It sounds like the lead in to a bad joke: What do a Chicago-based dinner cruise company, a study of libidinous female college students and a former Hillary Clinton advisor have in common?
But the joke is on us, because each of the above has been awarded hefty doses of taxpayer-funded stimulus money since February, according to a new stimulus report card by Senators Tom Coburn and John McCain.
In his “jobs speech” this week, President Obama implicitly acknowledged that last February’s $1.2 trillion stimulus package has failed. Then he demanded another one in order to bolster his plan to “spend our way out of this recession.”
But given the failure of the first stimulus highlighted by wasteful spending unearthed in the new Coburn-McCain report, as well as the stifling deficits the Obama administration is already running, more government spending will mean more debt, more waste and more unemployment.
Titled “Stimulus Checkup,” the Coburn-McCain report exposes 100 projects paid for by February’s stimulus package they claim wasted at least $7 billion.
Some of the most egregious items include $5 million for alternative energy in a mostly empty shopping mall in Tennessee, and $1.6 million for fossil research in Argentina for Penn State University.
A dinner cruise company based in Chicago received nearly $1 million in funds to combat terrorism, and $100,000 was spent for a socially conscious puppet shows in Minnesota.
The State University of New York at Buffalo won $390,000 to study young adults who drink malt liquor and smoke marijuana, and the National Institutes of Health got $219,000 in funds to study whether female college students are more likely to “hook up” after drinking alcohol.
There’s even $30,000 to study how methamphetamines affect the sex drive of female rats, and $50,000 for a global warming field trip to Copenhagen for 11 students.
Though not included in the report, former Hillary Clinton’s advisor Mark Penn was handed nearly $6 million of Stimulus money to preserve three jobs at his public relations firm, and a former Obama aid received nearly $70,000. You get the idea.
In response to the senators’ report, White House spokesman Liz Oxhorn said, “In the end, even if there are a few unwise projects, it is only a handful out of the over 50,000 projects that have been approved to date.”
Perhaps, but those other 49,000 plus projects haven’t exactly succeeded. Obama sold the first stimulus by warning that the unemployment rate could reach 9 percent without a large infusion of money. Unemployment is 10 percent, and the November unemployment report showed 15.4 million unemployed Americans, with another 9.2 under employed part-time workers.
The Coburn/McCain report adds insult to injury for the millions of American workers who aren’t involved in one of the Left’s pet causes or who do not have high-powered friends in the Democratic Party.

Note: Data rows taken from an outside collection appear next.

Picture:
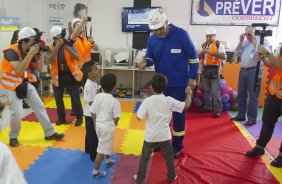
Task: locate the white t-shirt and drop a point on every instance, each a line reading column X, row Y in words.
column 106, row 108
column 9, row 172
column 90, row 91
column 158, row 111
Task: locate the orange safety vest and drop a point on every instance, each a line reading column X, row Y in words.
column 275, row 86
column 84, row 49
column 10, row 79
column 72, row 64
column 211, row 59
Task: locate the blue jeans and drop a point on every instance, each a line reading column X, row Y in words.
column 179, row 94
column 212, row 96
column 245, row 91
column 73, row 90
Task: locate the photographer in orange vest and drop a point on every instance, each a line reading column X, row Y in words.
column 16, row 80
column 273, row 104
column 211, row 56
column 83, row 44
column 65, row 73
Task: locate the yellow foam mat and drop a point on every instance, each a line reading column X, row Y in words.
column 266, row 158
column 124, row 120
column 31, row 134
column 67, row 102
column 133, row 142
column 26, row 155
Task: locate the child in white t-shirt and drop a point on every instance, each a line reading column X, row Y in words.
column 105, row 112
column 91, row 89
column 157, row 109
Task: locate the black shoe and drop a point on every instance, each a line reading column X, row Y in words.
column 177, row 154
column 14, row 142
column 25, row 105
column 78, row 121
column 237, row 119
column 157, row 149
column 55, row 136
column 277, row 162
column 250, row 123
column 217, row 115
column 203, row 110
column 60, row 121
column 255, row 152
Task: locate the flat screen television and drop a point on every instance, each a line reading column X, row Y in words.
column 135, row 19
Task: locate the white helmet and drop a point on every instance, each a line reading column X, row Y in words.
column 211, row 30
column 26, row 32
column 55, row 31
column 75, row 21
column 157, row 18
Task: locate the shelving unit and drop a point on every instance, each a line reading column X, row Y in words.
column 128, row 76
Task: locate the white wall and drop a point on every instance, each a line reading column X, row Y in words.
column 106, row 15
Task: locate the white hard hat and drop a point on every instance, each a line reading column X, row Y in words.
column 26, row 32
column 211, row 30
column 157, row 18
column 55, row 31
column 77, row 20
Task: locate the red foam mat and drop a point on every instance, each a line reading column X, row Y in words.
column 214, row 153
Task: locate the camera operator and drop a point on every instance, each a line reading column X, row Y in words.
column 273, row 104
column 83, row 44
column 247, row 48
column 16, row 80
column 65, row 74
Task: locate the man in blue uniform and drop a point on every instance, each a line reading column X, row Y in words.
column 173, row 53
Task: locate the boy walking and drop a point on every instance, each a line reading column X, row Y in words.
column 158, row 111
column 91, row 89
column 105, row 112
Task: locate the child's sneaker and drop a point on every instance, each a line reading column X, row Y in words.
column 110, row 164
column 172, row 180
column 135, row 177
column 100, row 174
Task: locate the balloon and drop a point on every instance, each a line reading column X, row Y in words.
column 222, row 83
column 227, row 90
column 200, row 87
column 225, row 98
column 198, row 102
column 199, row 94
column 226, row 106
column 233, row 97
column 234, row 106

The worst part of Obama’s new stimulus is that he wants to pay for it with leftover or repaid TARP funds. A recent Treasury Department report that it expects to get back $200 billion in taxpayer approved bank bailout funds faster than expected.

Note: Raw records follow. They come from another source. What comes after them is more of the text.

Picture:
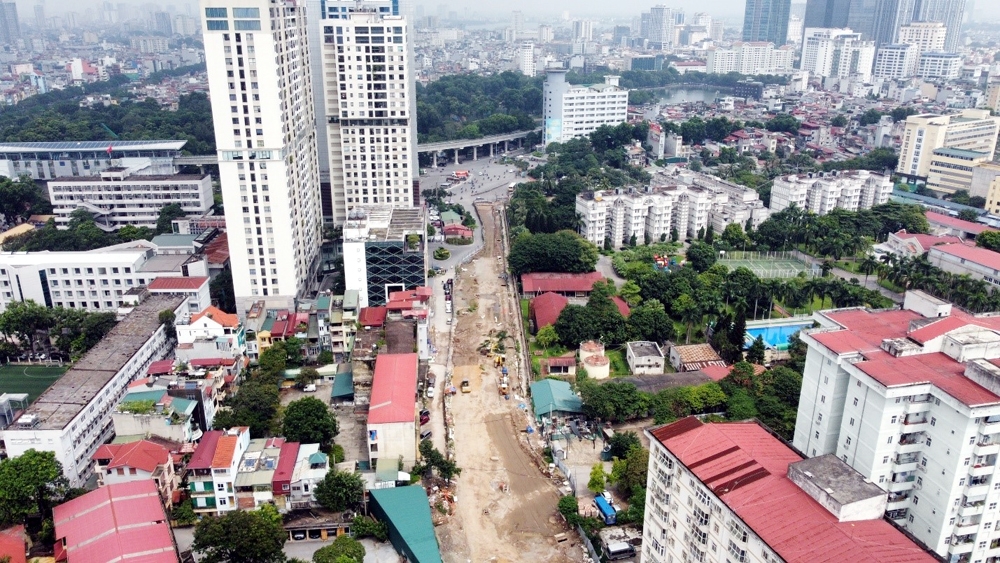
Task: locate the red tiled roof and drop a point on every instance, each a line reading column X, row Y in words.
column 622, row 305
column 975, row 254
column 219, row 316
column 546, row 307
column 956, row 223
column 120, row 522
column 540, row 282
column 160, row 367
column 203, row 454
column 747, row 469
column 217, row 251
column 142, row 455
column 372, row 316
column 394, row 387
column 224, row 452
column 173, row 284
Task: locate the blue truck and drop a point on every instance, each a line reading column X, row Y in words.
column 607, row 511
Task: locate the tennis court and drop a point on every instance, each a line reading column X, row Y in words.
column 28, row 379
column 766, row 264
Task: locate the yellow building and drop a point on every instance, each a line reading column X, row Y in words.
column 951, row 169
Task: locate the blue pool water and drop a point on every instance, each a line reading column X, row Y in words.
column 776, row 336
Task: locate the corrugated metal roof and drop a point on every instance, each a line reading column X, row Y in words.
column 394, row 388
column 746, row 467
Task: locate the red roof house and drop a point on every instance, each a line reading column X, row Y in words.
column 394, row 386
column 570, row 285
column 546, row 307
column 121, row 522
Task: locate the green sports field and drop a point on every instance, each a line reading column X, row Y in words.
column 28, row 379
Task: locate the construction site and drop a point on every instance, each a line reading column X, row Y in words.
column 502, row 507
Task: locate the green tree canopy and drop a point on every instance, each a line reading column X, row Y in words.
column 241, row 536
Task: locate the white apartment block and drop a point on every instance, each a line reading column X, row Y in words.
column 822, row 192
column 837, row 53
column 728, row 492
column 369, row 103
column 925, row 36
column 970, row 129
column 689, row 203
column 751, row 58
column 94, row 280
column 909, row 398
column 118, row 197
column 895, row 61
column 73, row 417
column 574, row 111
column 262, row 109
column 526, row 59
column 946, row 66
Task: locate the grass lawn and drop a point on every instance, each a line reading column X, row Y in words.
column 28, row 379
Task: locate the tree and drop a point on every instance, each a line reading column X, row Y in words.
column 701, row 256
column 755, row 355
column 546, row 336
column 968, row 215
column 241, row 536
column 597, row 478
column 622, row 442
column 306, row 376
column 32, row 482
column 308, row 421
column 340, row 490
column 167, row 214
column 343, row 549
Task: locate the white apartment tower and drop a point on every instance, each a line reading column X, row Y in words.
column 262, row 109
column 526, row 59
column 369, row 103
column 970, row 129
column 909, row 399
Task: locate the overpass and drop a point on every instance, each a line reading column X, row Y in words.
column 434, row 148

But, as Rep. Mike Pence (R-IN) said from the floor of the House on Tuesday, “To use money from the TARP fund in the manner that is being discussed by the White House and congressional Democrats would be a violation of the law, and it would betray the trust of the American people.”
That’s true. The TARP legislation states in Section 106, Part D: “Revenues of, and proceeds from the sale of troubled assets purchased under this Act, or from the sale, exercise, or surrender of warrants or senior debt instruments acquired under section 113 shall be paid into the general fund of the Treasury for reduction of the public debt.”
Anticipating a tough sell to congressional Republicans, Obama invited House GOP leaders to an arm-twisting session at the White House on Wednesday. But Republicans were having none of it, and House Minority Whip Eric Cantor gave Obama an alternative plan to create jobs that would add nothing to the deficit. Cantor’s proposal would halt stifling business regulations, approve pending trade agreements and freeze domestic discretionary funding, among other measures.
Those are all welcome ideas. The national debt stands at $12 trillion. The federal government ran a $1.4 trillion deficit in 2009 (more than triple last year’s deficit), and the 2010 deficit is expected to be even higher. Polls show a majority of Americans oppose the Democrat’s health care reform plan and cap-and-trade legislation in part because of their catastrophic costs. And now the Obama administration and liberal Democrats want to raise the federal debt ceiling by as much as $1.8 trillion before January in order to pay for the federal government’s mounting obligations.
At one point during their meeting, Obama admonished Republican leaders for “trying to frighten the American people.” But it’s the Democrats’ unflinching and unprecedented reliance on more spending that’s frightening the American people who understand that trillion dollar deficits and an ever-higher debt ceiling are a disastrous combination.
As ordinary Americans tighten their belts and cut up their credit cards, it’s time for the Democratically-controlled Congress and the Obama administration to do the same.
Throwing good tax money after bad public policy must end.